In the exhibition Life is Performance and Vanity at Rik Rosseels Gallery, scenes are staged that vacillate between fashion, desire and alienation. Artist Tom Woestenborghs has been rearranging the visual language of our time for years. What began as a fascination with the hyper-stylised world of advertisements and glossy magazines has over time evolved into a layered exploration of identity, representation and the tension between private gesture and public posture.
Passers-by hoping to catch a glimpse of Tom Woestenborghs’ new exhibition will be disappointed. An opaque film covers all gallery windows, keeping curious eyes and sunlight out. This has been deliberately done to allow the artist’s work to be experienced to its fullest. After all, his new lightbox pieces are bathed in artificial light that, for me at least, evoke memories of the cinematic mise-en-scènes of Jeff Wall. The illuminated panels act as contemporary icons between sacred imagery and commercial aesthetics. Each work is composed of hundreds of colour fragments with the precision of a collagist, but digitally assembled into photorealistic, almost painterly tableaux vivants.
The woman in the evening
Against that backdrop is the work Reading Position: De Avonden, a title that immediately evokes the literary spirit of Gerard Reve. But even before the content is revealed, the form of the image captures attention.
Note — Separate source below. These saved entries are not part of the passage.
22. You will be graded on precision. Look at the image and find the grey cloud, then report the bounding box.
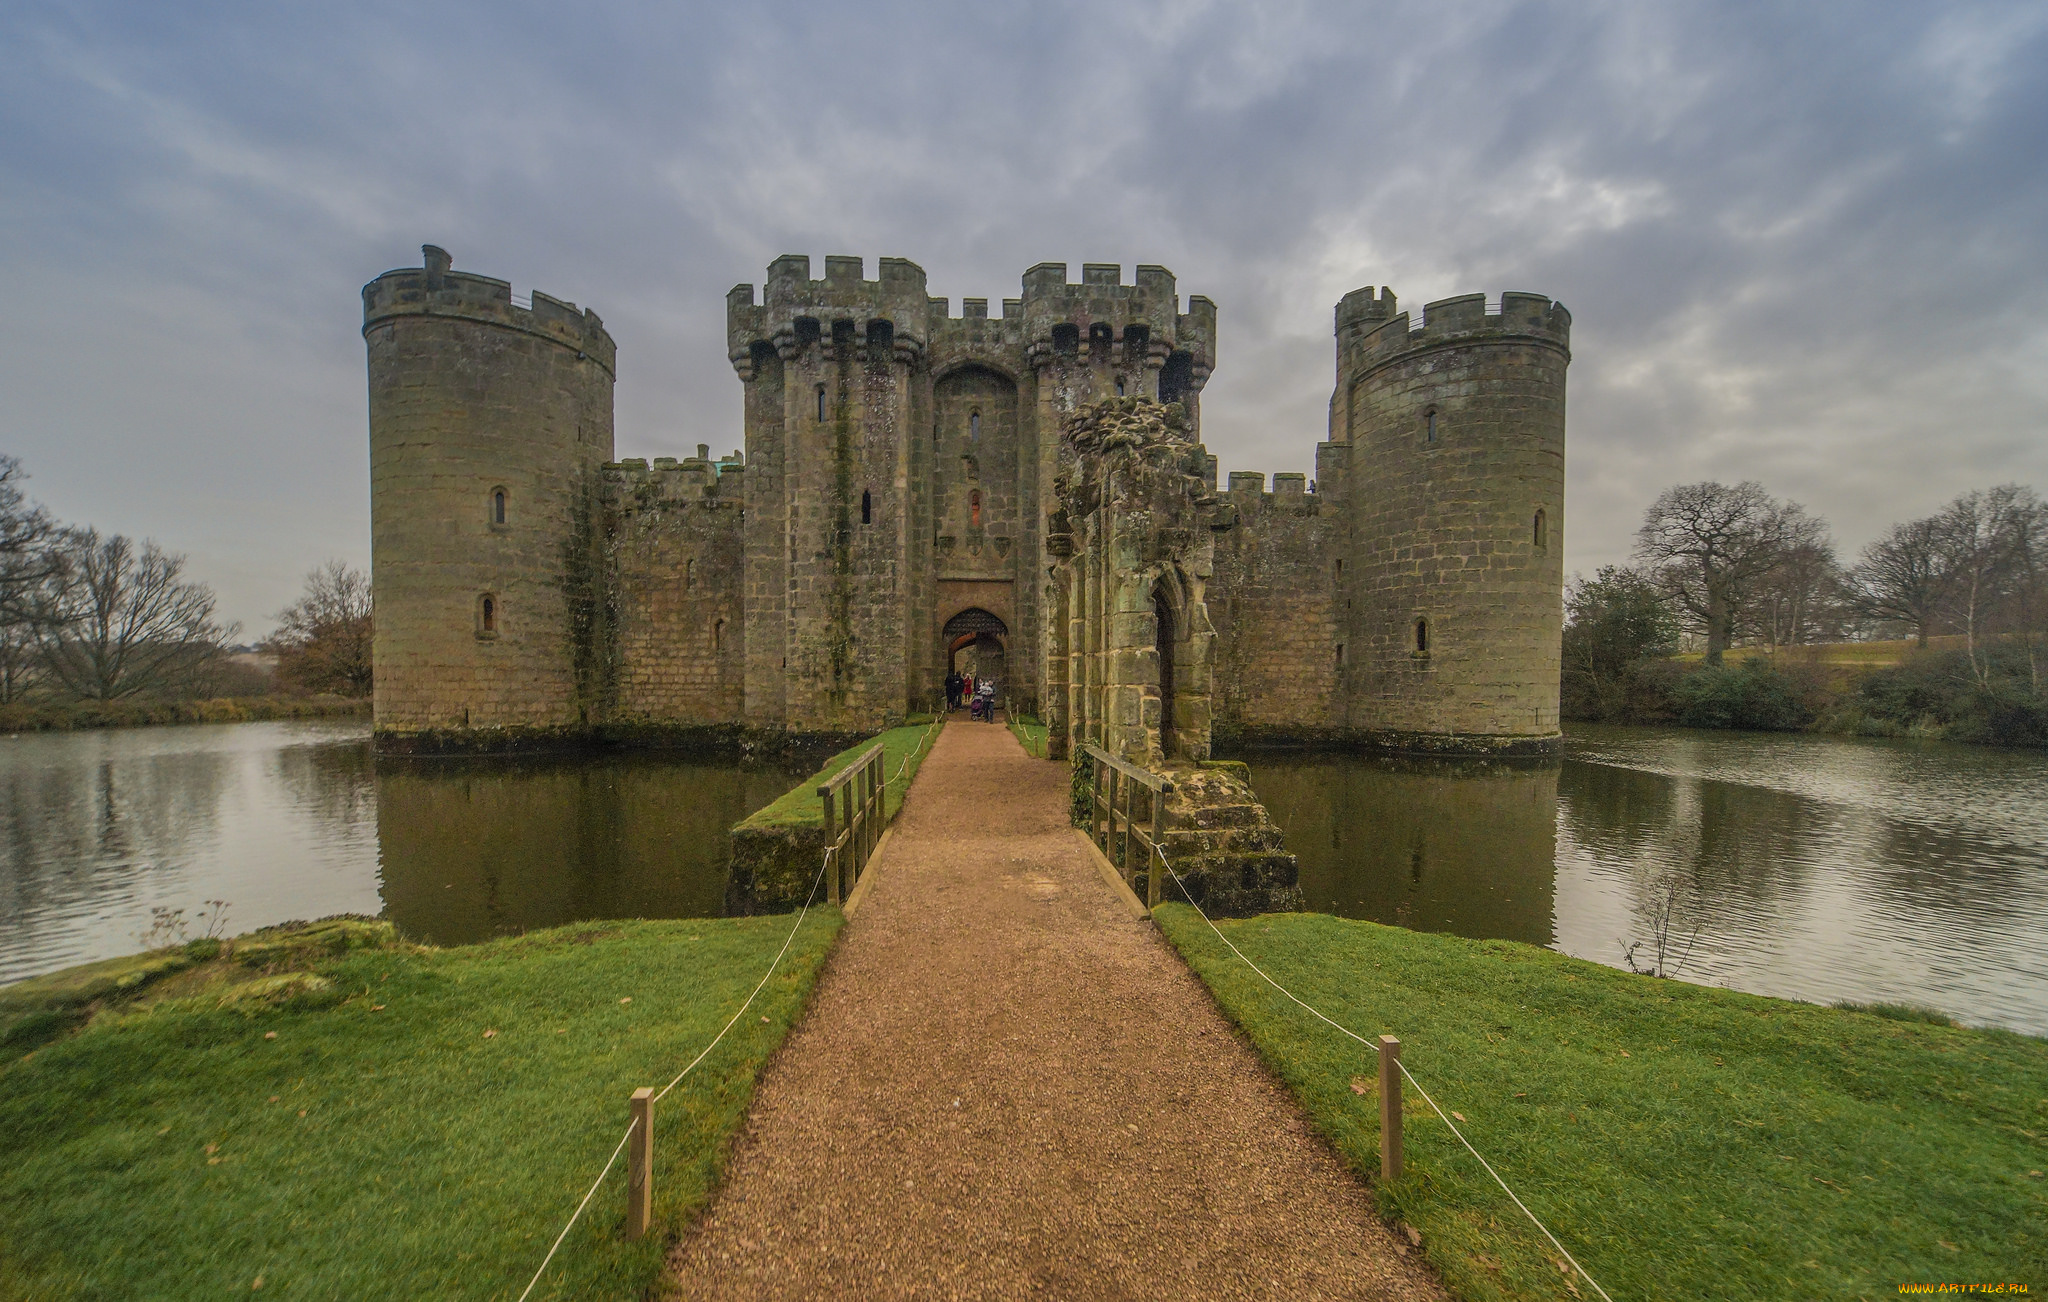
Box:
[1,0,2043,630]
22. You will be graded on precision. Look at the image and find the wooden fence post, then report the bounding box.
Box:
[1147,783,1170,909]
[820,787,839,906]
[1092,752,1106,851]
[627,1087,654,1240]
[1378,1036,1403,1183]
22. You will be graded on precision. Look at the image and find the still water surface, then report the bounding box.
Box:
[5,721,2045,1035]
[1240,724,2048,1035]
[0,722,806,985]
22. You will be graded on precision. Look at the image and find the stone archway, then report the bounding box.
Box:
[943,607,1009,681]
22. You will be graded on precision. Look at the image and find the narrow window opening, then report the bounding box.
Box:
[970,411,980,442]
[1533,508,1548,550]
[1335,558,1343,578]
[969,490,982,528]
[861,490,872,525]
[713,618,724,652]
[816,385,827,422]
[1158,351,1193,407]
[1335,643,1344,666]
[1414,618,1430,655]
[1424,409,1438,443]
[685,558,696,591]
[478,594,498,637]
[491,489,506,525]
[1115,377,1126,397]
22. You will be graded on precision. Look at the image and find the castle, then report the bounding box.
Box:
[364,247,1568,753]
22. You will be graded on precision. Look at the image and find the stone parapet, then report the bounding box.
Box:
[364,245,615,377]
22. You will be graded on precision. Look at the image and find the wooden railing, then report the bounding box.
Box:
[1080,743,1175,908]
[818,742,885,905]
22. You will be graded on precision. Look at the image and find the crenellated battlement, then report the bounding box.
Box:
[1344,289,1571,370]
[363,246,616,376]
[726,255,932,370]
[1223,467,1321,513]
[1334,285,1398,347]
[1014,261,1188,352]
[603,445,746,514]
[726,257,1219,382]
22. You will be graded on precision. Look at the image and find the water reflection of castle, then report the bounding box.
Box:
[1247,756,1560,944]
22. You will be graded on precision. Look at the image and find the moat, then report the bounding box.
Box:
[2,720,2044,1034]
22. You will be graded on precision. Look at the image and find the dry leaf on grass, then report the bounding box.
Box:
[1349,1077,1369,1095]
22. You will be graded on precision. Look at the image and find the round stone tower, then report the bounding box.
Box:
[363,245,616,748]
[1331,287,1570,750]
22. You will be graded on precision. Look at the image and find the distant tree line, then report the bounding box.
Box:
[0,456,372,709]
[1566,480,2047,746]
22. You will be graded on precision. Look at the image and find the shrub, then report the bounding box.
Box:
[1669,659,1823,731]
[1832,644,2048,747]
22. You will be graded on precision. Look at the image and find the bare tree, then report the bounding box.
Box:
[2003,491,2047,694]
[268,560,373,697]
[1847,515,1948,647]
[1748,527,1842,649]
[1931,486,2037,683]
[1634,481,1820,664]
[0,457,59,622]
[34,529,230,700]
[0,458,66,702]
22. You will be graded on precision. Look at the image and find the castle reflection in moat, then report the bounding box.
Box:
[373,752,808,946]
[1238,753,1560,945]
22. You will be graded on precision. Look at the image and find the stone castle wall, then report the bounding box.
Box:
[365,247,615,745]
[1335,291,1569,747]
[365,250,1569,755]
[1208,472,1339,738]
[607,455,746,725]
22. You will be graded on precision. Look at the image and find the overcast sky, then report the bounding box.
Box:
[3,1,2044,635]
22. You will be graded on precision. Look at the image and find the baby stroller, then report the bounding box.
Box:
[969,681,997,722]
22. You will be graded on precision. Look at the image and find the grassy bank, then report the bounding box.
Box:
[0,695,367,734]
[1155,907,2047,1301]
[1568,641,2047,746]
[1006,712,1049,758]
[0,912,840,1300]
[734,716,943,832]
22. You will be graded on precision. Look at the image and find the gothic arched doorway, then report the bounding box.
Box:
[942,607,1009,683]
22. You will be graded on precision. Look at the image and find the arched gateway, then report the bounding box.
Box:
[942,607,1008,680]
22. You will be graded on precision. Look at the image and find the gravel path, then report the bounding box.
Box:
[668,719,1447,1300]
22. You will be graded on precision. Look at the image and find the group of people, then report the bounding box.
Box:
[945,670,998,720]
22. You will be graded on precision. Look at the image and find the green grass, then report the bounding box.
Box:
[1006,712,1049,759]
[1671,636,1968,669]
[0,913,841,1300]
[1154,907,2048,1301]
[0,696,367,733]
[735,717,943,831]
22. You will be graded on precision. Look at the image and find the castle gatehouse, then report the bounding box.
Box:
[364,248,1569,754]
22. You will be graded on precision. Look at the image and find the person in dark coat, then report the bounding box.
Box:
[945,671,963,711]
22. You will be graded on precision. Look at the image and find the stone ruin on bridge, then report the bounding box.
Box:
[1046,399,1302,915]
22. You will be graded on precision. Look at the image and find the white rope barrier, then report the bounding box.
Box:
[513,1123,636,1302]
[516,719,943,1298]
[514,844,838,1301]
[1151,843,1616,1302]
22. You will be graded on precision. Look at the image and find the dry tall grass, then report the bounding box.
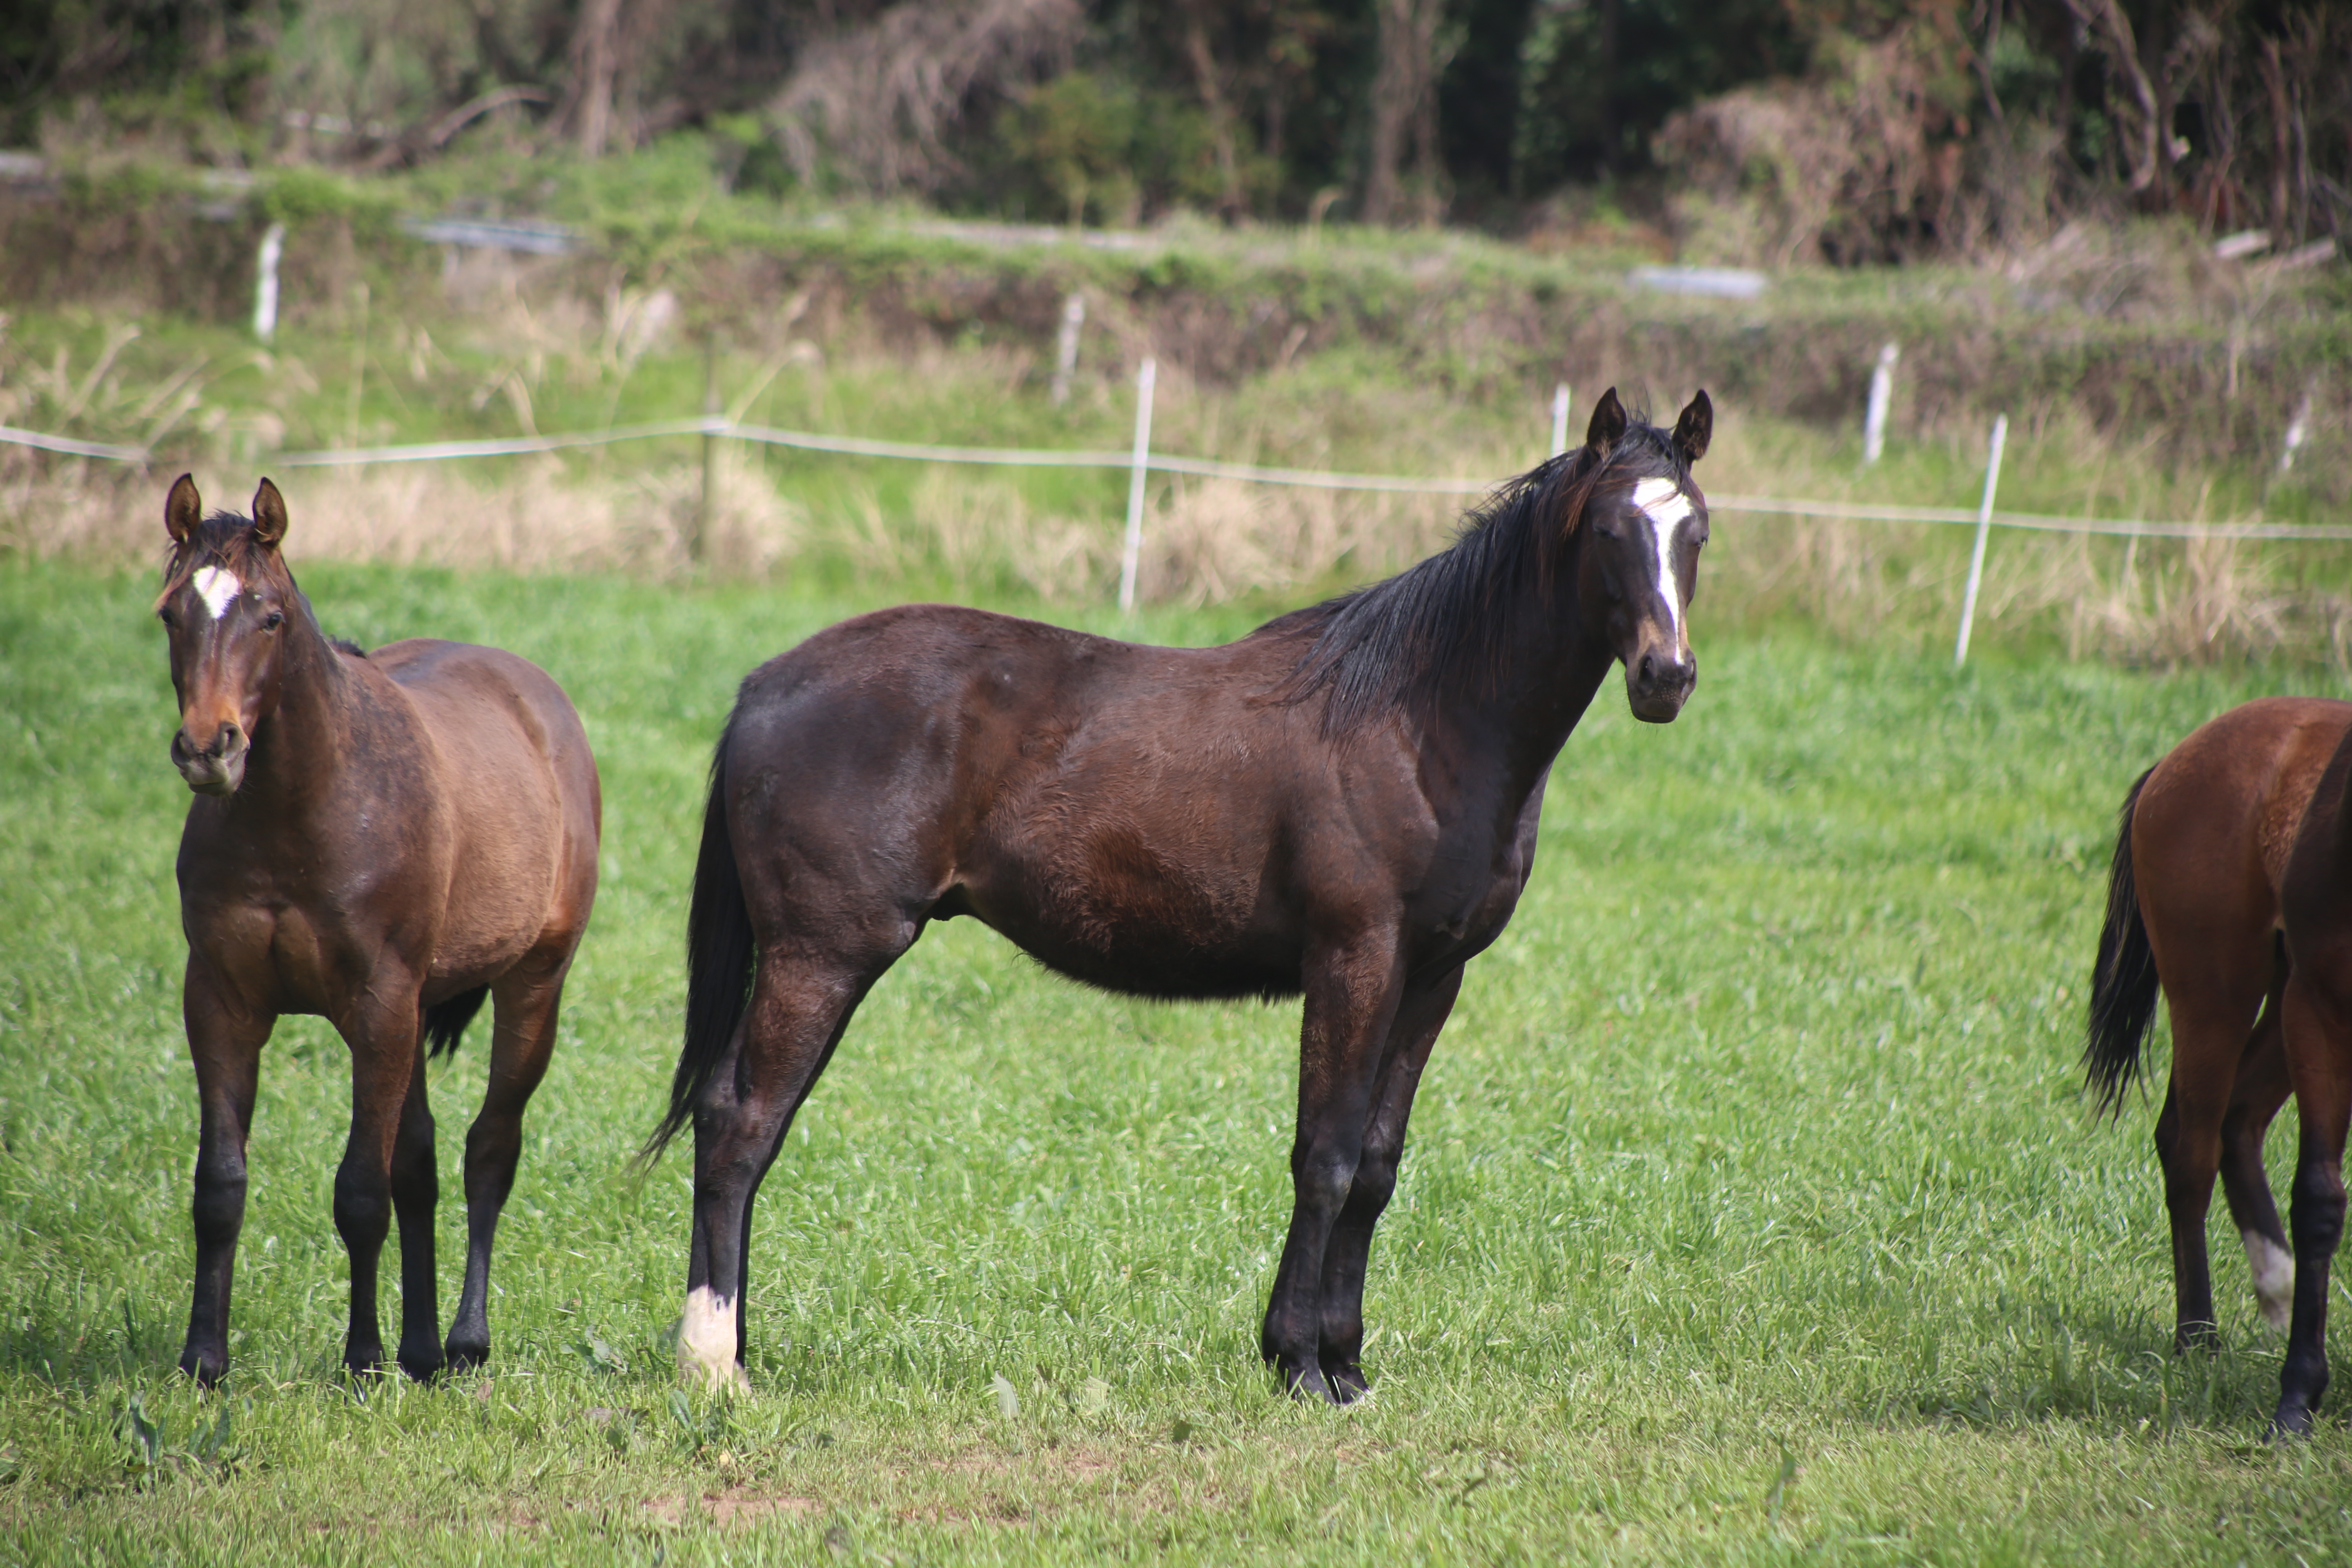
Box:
[0,448,799,580]
[6,308,2347,672]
This time, I would like to highlight a single work that depicts a woman, kneeling on a bright red divan and absorbed in a book. She is wearing a white bodysuit that clings tightly to her body. Her posture is both intimate and charged: not entirely relaxed, not fully posed. Her curls catch the light as if composed specifically for that purpose. The scene suggests domesticity, but the decor—geometrically constructed wall and kaleidoscopic pattern of the floor—betrays a staged reality.
Image as choreography
This is not a moment captured by chance. It is the result of control, stylisation and deliberate choice. Just as Jeff Wall’s documentary gaze turns out to be a cinematic lens, this scene is also composed rather than found. The background, constructed from cube-like gradations in red, white and grey, serves as an abstract plane, a visual echo of an inner world. The floor in turn forms a mental map—fragmented and colourful, elusive yet recognisable. What first appears to be a mundane image of a woman reading gradually reveals itself to be a public presentation. The woman is not simply reading; she has become the personification of reading. Her body, her posture, the taut lines of the interior all reflect tension. This is choreography presenting itself as everydayness.
The spirit of Gerard Reve
The reference to De Avonden by Gerard Reve is far from merely symbolic. In his 1947 debut novel, Reve sketches a stifling portrait of post-war emptiness: ten winter evenings in which the protagonist, Frits van Egters, drags himself through the banality of family life. Very little happens and it is precisely in that nothingness that existential depth lies. The evenings are slow, hushed and laden with silence. Here, too, in the work bearing the same title is a slowness with an undertone. The woman is not in motion. She is in a state. What she is reading is not important; what matters is that she is reading. Or better yet, that she submits herself to the act of reading. In that submission lies a form of surrender, but also an awareness of being watched.
Intimacy as façade
Just as Reve’s characters fill their days with small, meaningless acts that ultimately undermine existence, this scene also takes on a tragicomic grandeur. There is definitely beauty—in the light that glides across her back, in the contrast between the warm reds and the cool geometry—but is also something contrived, something artificial, like the vanity of self-image and performance of daily life. The lightbox as medium intensifies this tension. The internal light produces the image a sacred glow. The woman becomes an icon of an unnamed ritual. The light does not render her a model, but an altar. We do not merely look at her—we look up to her, as if to something both familiar and untouchable.
The gaze as protagonist
The work explores the notion of the gaze: the woman’s gaze on her book and ours as we intrude on this intimacy uninvited. We are witnessing a moment that feels private, but in which privacy proves to be a construct. The woman is not at home, but on stage. And it is precisely in that shift from intimate act to public posture that makes the work so unique. The exhibition’s title Life is Performance and Vanity takes on full meaning in this one image. Life is play, representation, being oneself through what is shown. Vanity here is not an empty term, but a reflective surface on which we recognise our own desires, poses and projections.
Not gone unnoticed
The silence of this work echoes Reve’s tone: that dryly comic, moving voice that seeks meaning in the meaningless, finds beauty in repetition and elevates reading, eating, smoking and silence to metaphysical ritual. This work does not present a narrative, but a state. Not a climax, but a posture. It is an image that looks at us without seeing us. Just as Reve never has his Frits van Egters speak in grand declarations, but rather in small gestures, so too does the artist here show not action, but presence. Reve ends his novel with the words, “It has been seen,” he said softly, “it has not gone unnoticed.” That could well serve as the conclusion here as well, before we stretch out and fall into a deep sleep: this body, this light, this posture, this exhibition—they were seen. They have not gone unnoticed. And the evening—it repeats itself. Again and again.